Книги составляли важную часть домашнего образования. Чтение, пусть даже чаще всего бессистемное и неорганизованное, знакомило юных читателей с широким кругом вопросов и проблем. В домашних условиях редко была возможность приглашать много учителей, специалистов по разным предметам, как правило, один, максимум два учителя преподавали все. В этой ситуации книги были незаменимы, позволяя удовлетворить жажду знаний, расширяя горизонты познания, знакомя с достижениями мировой литературы и науки. К началу XIX в. в большинстве дворянских семей были собраны приличные библиотеки, дополнявшие детское домашнее образование.
Важную образовательную функцию выполняли и семейные чтения вслух. Эта прекрасная традиция сочетала в себе воспитание, общение и обучение. Для графа Ф. П. Толстого (1783–1873), воспитывавшегося дома в силу стесненных финансовых обстоятельств семьи, подобные чтения стали самым светлым воспоминанием детства: «Вечером же… мы все садились за большой круглый стол, матушка или батюшка читали нам вслух книги, большею частию путешествия и разные открытия. Это было любимое для нас чтение… Этих часов мы всегда ждали с большим нетерпением»95.
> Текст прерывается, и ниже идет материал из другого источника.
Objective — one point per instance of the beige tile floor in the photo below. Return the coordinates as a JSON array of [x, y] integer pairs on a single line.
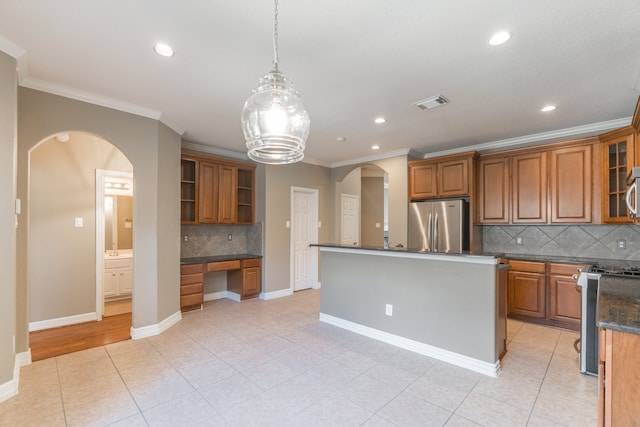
[[271, 363]]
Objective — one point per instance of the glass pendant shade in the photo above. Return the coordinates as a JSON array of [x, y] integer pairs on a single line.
[[275, 122]]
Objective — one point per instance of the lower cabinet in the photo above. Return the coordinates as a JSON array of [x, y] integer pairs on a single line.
[[191, 287], [117, 278], [619, 378], [544, 292], [247, 281]]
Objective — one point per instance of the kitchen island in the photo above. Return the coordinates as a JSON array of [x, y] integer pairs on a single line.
[[451, 307]]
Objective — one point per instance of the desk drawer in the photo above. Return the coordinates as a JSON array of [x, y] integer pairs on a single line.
[[223, 265], [253, 262], [191, 268], [195, 288], [187, 279]]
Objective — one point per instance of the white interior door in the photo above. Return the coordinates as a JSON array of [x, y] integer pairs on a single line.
[[350, 223], [304, 232]]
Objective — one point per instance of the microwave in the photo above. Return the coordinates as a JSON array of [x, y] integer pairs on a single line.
[[632, 198]]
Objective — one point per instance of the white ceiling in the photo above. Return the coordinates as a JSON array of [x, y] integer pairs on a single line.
[[351, 61]]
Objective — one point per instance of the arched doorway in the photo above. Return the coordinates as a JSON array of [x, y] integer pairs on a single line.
[[63, 257]]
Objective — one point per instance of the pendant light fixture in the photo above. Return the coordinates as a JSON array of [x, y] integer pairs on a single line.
[[274, 120]]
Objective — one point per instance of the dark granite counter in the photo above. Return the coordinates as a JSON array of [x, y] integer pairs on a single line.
[[216, 258], [619, 304]]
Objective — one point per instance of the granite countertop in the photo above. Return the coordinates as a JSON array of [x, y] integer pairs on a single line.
[[216, 258], [405, 250], [619, 304]]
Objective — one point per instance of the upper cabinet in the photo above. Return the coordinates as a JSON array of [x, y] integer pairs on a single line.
[[494, 196], [542, 185], [618, 155], [448, 176], [216, 191]]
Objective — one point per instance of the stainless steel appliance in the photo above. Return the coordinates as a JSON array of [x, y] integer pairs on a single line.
[[439, 226], [633, 181], [589, 279]]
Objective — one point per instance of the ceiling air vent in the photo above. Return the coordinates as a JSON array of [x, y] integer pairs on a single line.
[[432, 102]]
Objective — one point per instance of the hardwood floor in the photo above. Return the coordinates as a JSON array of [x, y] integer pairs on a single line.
[[68, 339]]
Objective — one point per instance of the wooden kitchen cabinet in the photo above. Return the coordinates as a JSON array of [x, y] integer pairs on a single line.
[[570, 184], [191, 287], [618, 159], [565, 302], [526, 289], [216, 191], [442, 177], [529, 187], [619, 378], [493, 190], [544, 292], [118, 278], [246, 281]]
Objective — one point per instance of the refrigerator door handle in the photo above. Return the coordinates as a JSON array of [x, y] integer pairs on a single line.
[[429, 229], [435, 234]]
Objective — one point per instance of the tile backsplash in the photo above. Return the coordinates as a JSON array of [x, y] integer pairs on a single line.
[[212, 239], [583, 241]]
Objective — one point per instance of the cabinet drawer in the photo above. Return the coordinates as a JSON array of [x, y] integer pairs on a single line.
[[191, 268], [528, 266], [118, 263], [564, 269], [253, 262], [187, 279], [223, 265], [193, 299], [194, 288]]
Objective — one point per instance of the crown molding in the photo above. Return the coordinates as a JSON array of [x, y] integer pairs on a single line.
[[539, 138], [201, 148]]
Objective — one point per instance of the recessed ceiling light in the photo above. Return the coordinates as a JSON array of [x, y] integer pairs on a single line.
[[163, 49], [499, 38]]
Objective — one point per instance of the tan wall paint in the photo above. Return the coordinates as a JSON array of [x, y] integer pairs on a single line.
[[61, 256], [8, 149], [372, 211], [153, 150], [279, 180]]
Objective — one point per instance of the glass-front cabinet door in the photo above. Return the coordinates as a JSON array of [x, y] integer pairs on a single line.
[[618, 156]]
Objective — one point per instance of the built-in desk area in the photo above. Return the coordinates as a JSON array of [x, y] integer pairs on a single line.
[[244, 272]]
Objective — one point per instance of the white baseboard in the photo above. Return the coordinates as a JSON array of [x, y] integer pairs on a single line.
[[62, 321], [11, 387], [215, 295], [486, 368], [157, 329], [276, 294]]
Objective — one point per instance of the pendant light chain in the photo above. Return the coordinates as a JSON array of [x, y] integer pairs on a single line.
[[275, 35]]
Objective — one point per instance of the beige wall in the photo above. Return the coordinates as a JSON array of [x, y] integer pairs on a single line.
[[61, 256], [396, 168], [372, 211], [278, 181], [8, 121], [154, 151]]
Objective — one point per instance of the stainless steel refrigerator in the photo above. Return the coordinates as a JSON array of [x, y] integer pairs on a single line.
[[439, 226]]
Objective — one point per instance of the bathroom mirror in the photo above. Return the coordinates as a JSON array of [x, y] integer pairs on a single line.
[[118, 222]]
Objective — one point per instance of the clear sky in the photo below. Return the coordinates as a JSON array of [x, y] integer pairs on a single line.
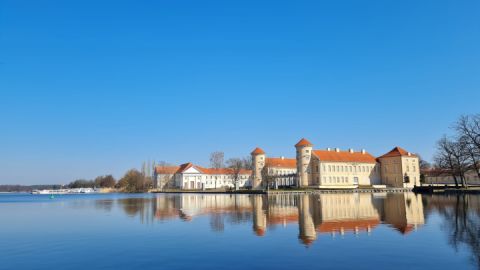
[[96, 87]]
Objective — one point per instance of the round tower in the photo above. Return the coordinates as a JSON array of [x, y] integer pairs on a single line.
[[258, 158], [304, 154]]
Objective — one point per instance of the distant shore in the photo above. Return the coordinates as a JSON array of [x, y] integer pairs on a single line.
[[287, 191]]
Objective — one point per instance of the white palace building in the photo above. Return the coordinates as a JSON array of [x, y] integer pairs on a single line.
[[322, 169], [336, 169]]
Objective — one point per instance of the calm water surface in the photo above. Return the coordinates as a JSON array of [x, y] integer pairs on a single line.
[[196, 231]]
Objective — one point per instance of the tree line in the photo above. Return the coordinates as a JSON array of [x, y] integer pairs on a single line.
[[133, 181], [237, 165], [460, 153]]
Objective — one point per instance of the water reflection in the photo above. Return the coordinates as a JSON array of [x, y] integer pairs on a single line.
[[321, 214], [315, 214], [461, 221]]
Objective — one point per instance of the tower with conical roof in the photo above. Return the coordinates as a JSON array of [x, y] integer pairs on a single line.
[[258, 158], [304, 155]]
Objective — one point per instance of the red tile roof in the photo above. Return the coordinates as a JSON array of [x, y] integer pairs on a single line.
[[223, 171], [344, 156], [281, 163], [258, 151], [166, 169], [303, 142], [397, 152], [182, 168]]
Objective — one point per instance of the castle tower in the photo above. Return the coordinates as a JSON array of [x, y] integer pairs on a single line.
[[258, 157], [304, 154]]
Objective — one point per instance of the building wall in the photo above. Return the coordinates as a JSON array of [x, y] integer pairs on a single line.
[[344, 174], [283, 176], [164, 181], [470, 176], [258, 165], [394, 170], [208, 181], [304, 155]]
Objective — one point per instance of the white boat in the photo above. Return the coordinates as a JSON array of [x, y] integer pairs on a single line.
[[65, 191]]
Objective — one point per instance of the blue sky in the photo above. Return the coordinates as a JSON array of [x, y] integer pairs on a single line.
[[95, 87]]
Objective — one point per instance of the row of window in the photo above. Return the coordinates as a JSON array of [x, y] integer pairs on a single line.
[[336, 180], [216, 177], [346, 168]]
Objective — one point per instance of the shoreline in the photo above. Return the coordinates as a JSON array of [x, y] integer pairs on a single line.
[[293, 191]]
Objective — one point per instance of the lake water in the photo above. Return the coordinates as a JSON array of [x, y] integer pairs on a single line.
[[199, 231]]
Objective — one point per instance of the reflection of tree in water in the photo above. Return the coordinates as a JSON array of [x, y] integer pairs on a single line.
[[104, 204], [138, 206], [462, 222], [217, 222]]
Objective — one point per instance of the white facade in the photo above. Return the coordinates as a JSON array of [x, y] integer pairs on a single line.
[[189, 176]]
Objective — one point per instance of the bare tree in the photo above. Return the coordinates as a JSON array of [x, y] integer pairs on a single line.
[[451, 158], [217, 160], [424, 166], [468, 129]]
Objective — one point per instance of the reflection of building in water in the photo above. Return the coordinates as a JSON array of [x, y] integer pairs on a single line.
[[339, 213], [306, 225], [403, 211], [335, 213], [259, 214], [192, 205]]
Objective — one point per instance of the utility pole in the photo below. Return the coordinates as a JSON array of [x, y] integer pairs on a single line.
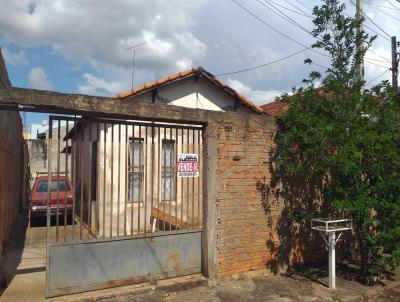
[[395, 64], [359, 49]]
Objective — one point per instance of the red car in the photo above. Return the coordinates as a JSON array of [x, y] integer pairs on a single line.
[[40, 195]]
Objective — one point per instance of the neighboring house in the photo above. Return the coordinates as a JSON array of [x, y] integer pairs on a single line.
[[193, 88], [130, 167]]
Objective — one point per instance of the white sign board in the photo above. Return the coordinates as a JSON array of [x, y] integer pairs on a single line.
[[188, 165]]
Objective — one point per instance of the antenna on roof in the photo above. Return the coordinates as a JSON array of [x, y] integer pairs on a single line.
[[133, 58]]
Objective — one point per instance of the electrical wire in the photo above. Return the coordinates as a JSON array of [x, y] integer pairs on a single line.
[[376, 78], [291, 10], [366, 16], [382, 57], [281, 14], [372, 63], [263, 65], [383, 12], [299, 7], [276, 30]]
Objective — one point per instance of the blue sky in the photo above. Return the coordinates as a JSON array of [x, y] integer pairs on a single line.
[[79, 46]]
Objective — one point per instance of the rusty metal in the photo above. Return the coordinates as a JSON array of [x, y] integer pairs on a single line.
[[75, 267]]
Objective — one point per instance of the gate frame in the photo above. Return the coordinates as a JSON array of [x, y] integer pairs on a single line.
[[136, 122]]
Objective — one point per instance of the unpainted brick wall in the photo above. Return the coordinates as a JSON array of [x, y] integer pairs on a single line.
[[243, 229]]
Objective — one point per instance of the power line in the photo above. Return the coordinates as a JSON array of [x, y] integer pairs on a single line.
[[382, 57], [276, 30], [287, 18], [366, 16], [372, 63], [263, 65], [383, 12], [283, 15], [300, 4], [376, 78], [291, 10]]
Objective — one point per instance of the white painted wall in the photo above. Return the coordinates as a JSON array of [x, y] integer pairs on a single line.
[[200, 94]]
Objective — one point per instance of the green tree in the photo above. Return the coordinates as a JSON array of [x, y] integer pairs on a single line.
[[344, 144]]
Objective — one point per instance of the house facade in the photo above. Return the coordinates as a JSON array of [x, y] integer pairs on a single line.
[[126, 174]]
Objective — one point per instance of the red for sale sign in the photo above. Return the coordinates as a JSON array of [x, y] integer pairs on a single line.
[[188, 165]]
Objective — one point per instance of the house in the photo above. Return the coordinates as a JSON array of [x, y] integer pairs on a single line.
[[132, 177]]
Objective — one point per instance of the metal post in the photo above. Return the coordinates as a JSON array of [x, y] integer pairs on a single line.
[[332, 260]]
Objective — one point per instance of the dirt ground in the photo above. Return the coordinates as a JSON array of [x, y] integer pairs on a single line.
[[278, 288]]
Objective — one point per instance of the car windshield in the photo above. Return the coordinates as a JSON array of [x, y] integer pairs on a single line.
[[62, 186]]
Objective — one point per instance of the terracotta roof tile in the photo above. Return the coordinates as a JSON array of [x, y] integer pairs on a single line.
[[184, 74], [275, 108]]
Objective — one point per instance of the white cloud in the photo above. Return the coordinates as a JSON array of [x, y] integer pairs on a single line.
[[259, 97], [102, 30], [98, 86], [14, 58], [37, 79]]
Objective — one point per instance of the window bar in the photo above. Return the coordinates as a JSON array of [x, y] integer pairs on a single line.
[[126, 177], [170, 176], [181, 178], [104, 178], [131, 170], [81, 182], [145, 144], [140, 177], [89, 223], [74, 167], [97, 177], [65, 187], [158, 175], [164, 174], [199, 151], [119, 176], [187, 184], [58, 182], [152, 178], [193, 182], [175, 179]]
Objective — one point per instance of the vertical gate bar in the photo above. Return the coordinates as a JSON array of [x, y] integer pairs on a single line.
[[152, 177], [81, 181], [74, 166], [66, 178], [48, 221], [175, 178], [158, 175], [181, 178], [126, 178], [104, 178], [145, 141], [58, 182], [198, 178], [112, 178], [187, 182], [163, 144], [140, 176], [170, 176], [90, 176], [119, 176], [97, 177], [131, 171], [193, 182]]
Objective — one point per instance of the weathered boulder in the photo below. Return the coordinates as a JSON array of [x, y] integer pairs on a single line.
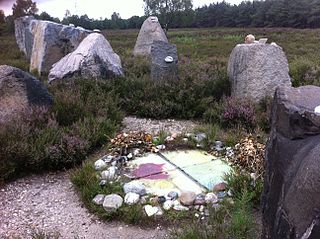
[[164, 61], [23, 34], [134, 187], [150, 31], [112, 202], [93, 58], [291, 197], [256, 70], [51, 42], [19, 91]]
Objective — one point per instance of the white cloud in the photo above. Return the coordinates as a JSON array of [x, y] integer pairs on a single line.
[[95, 8]]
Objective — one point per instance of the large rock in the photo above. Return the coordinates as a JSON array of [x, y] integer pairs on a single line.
[[256, 70], [93, 58], [150, 31], [291, 197], [164, 61], [23, 33], [19, 91], [53, 41]]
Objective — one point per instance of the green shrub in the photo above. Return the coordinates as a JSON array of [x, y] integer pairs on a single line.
[[231, 220], [241, 183], [304, 72], [63, 136]]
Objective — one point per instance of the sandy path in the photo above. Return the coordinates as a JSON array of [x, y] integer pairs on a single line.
[[49, 203]]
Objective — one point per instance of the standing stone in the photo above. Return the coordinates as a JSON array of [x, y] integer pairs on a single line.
[[256, 70], [164, 58], [19, 91], [291, 197], [112, 202], [150, 31], [52, 41], [23, 34], [93, 58]]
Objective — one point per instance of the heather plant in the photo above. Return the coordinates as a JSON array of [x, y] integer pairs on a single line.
[[238, 112], [232, 112], [41, 139]]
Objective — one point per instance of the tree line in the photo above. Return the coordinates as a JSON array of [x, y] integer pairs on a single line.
[[179, 14]]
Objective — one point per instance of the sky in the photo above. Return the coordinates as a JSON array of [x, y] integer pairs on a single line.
[[95, 8]]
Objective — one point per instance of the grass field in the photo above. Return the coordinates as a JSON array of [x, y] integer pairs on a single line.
[[82, 115]]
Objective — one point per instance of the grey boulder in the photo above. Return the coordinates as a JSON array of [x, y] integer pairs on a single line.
[[94, 57], [164, 61], [134, 187], [112, 202], [20, 91], [51, 42], [291, 197], [256, 70], [150, 31], [23, 34]]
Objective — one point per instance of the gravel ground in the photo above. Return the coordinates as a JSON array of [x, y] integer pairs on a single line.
[[49, 202]]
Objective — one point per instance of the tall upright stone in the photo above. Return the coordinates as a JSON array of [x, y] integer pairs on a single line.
[[164, 61], [256, 70], [23, 34], [20, 91], [150, 31], [291, 197]]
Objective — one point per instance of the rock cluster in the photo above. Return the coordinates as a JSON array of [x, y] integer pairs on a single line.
[[45, 43], [112, 167], [290, 200], [94, 58], [19, 91], [256, 70]]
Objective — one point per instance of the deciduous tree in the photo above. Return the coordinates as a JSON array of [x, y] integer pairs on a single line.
[[24, 7], [166, 9]]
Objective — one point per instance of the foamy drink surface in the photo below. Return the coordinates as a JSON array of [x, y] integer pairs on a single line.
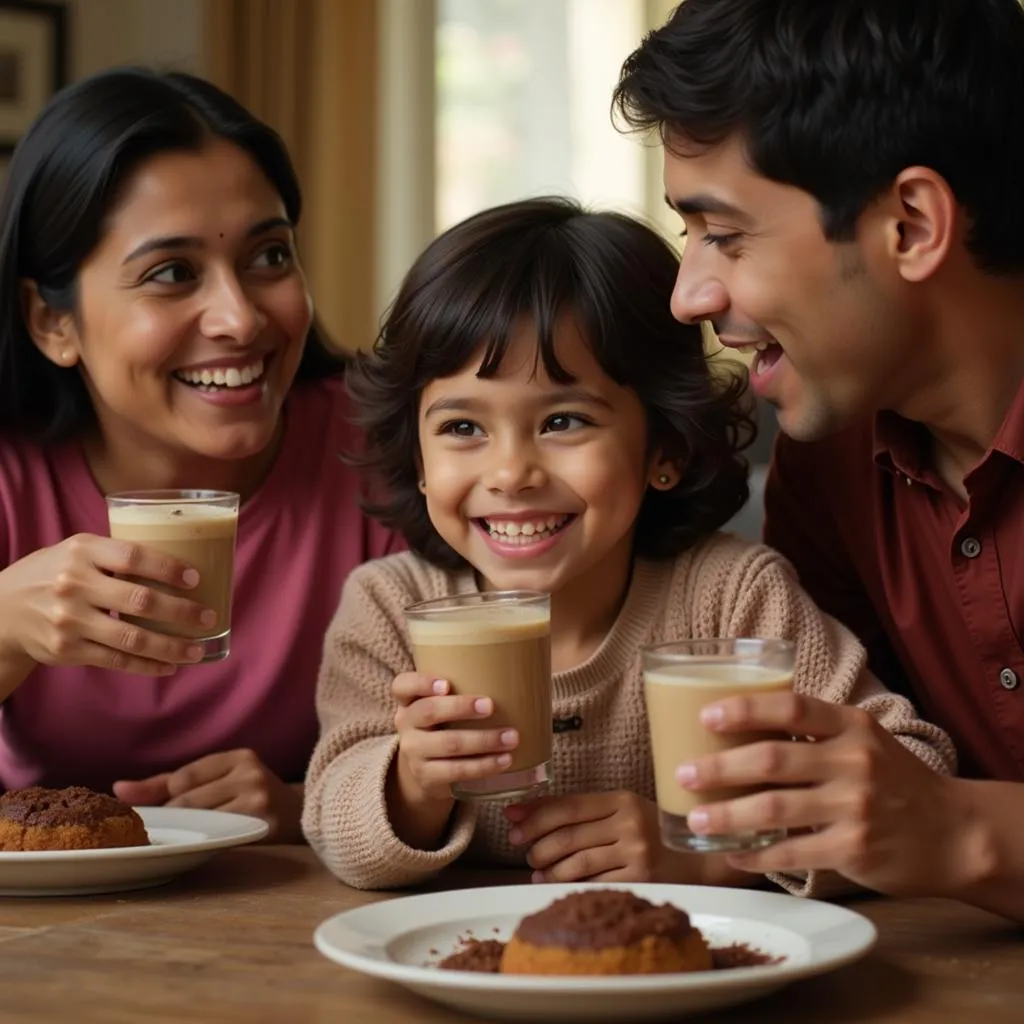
[[201, 536], [502, 652]]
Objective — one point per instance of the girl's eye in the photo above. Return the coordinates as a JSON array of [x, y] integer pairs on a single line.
[[273, 257], [563, 422], [721, 241], [461, 428], [171, 273]]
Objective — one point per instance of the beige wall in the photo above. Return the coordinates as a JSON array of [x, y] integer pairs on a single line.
[[165, 33]]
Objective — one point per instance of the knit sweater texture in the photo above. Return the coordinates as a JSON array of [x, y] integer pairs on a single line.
[[724, 587]]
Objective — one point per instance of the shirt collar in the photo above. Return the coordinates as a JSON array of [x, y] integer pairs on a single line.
[[902, 446]]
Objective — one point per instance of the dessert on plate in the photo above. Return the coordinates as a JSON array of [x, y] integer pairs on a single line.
[[73, 818], [605, 932]]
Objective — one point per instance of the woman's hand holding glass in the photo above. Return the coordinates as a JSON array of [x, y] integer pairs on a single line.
[[55, 604]]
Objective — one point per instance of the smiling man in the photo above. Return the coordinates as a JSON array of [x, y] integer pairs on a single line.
[[850, 175]]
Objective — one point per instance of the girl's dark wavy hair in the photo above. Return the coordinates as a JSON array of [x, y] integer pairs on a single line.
[[537, 259]]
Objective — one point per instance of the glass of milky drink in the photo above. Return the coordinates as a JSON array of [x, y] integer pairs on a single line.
[[682, 678], [197, 526], [497, 645]]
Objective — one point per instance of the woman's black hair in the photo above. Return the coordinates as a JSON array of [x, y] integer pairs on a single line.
[[62, 182]]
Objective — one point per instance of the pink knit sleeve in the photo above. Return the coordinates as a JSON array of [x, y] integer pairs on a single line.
[[345, 816], [750, 590]]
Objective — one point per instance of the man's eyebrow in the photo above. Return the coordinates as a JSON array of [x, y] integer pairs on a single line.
[[701, 205]]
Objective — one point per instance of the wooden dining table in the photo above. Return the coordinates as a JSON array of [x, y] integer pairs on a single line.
[[231, 942]]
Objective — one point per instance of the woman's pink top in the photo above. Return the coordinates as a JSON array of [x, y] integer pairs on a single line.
[[299, 537]]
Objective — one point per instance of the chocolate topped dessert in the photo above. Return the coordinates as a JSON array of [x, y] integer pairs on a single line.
[[73, 818], [602, 918], [605, 931]]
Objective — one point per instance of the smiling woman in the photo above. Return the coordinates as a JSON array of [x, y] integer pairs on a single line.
[[156, 332]]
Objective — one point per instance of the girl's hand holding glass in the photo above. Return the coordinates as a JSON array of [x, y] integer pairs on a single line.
[[431, 758]]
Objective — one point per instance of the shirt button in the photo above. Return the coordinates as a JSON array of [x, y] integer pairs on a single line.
[[971, 547]]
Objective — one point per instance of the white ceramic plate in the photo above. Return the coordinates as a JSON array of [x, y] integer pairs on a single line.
[[181, 839], [397, 939]]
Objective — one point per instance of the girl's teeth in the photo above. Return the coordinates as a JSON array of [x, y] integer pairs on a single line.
[[231, 377], [522, 531]]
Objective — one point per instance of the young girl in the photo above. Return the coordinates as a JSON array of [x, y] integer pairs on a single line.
[[542, 422]]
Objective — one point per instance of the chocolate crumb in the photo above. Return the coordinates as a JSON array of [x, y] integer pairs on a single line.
[[739, 954], [483, 955]]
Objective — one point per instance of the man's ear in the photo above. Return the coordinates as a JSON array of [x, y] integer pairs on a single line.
[[52, 331], [924, 218]]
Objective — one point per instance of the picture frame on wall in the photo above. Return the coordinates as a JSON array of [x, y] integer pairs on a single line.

Многие родители предпочитали домашнее образование и отдавали детей в учебные заведения только тогда, когда не могли обеспечить им хорошее обучение дома. Крупный государственный деятель Д. А. Милютин (1816–1912), военный историк, профессор, генерал, военный министр Александра II, вырос в обедневшей дворянской семье. Первыми его учителями были мать и крепостной его отца. В воспоминаниях о детстве Милютин писал: «Находясь неотлучно при матери и слыша постоянно разговоры на французском языке, почти исключительно употреблявшемся в тогдашнем русском обществе, я рано начал лепетать на этом языке. Даже азбуке французской выучился прежде русской. Сколько помнится, уже в пятилетнем возрасте я читал довольно свободно французские детские книжки. Русской же грамоте первоначально обучал меня в Титове наш «конторщик», крепостной человек; он же давал первые уроки письма, а сельский наш священник – уроки веры»96. Только крайняя нужда заставила родителей отправить сына в возрасте 11 лет в Благородный пансион при Московском университете, который произвел на мальчика крайне неблагоприятное впечатление.
Для девочек домашнее образование долгое время оставалось главным способом обучения. Купеческая дочь Вера Харузина, ставшая впоследствии крупным ученым, начала учиться дома под руководством тети, незамужней сестры матери. Когда к пяти годам она освоила основы счета, письма и чтения, было решено перейти к следующему этапу – обучению иностранным языкам, для чего была приглашена рекомендованная директором Ревельской гимназии гувернантка-немка. Анна Мартыновна, так на русский манер звали домашнюю учительницу Харузиных, «была высокая, немолодая, с бледным лицом… она молчалива – ведь она знает всего несколько слов по-русски – и грустна». Встреча была волнительна для обеих сторон: в семье не знали, чего ждать от незнакомой иностранки, а сама она преодолела немало внутренних сомнений, собираясь в Москву. Позже она рассказывала детям о том, как ее уговаривали в Ревеле не ехать в такие далекие края, где «люди не люди, где бегают дикие звери»97.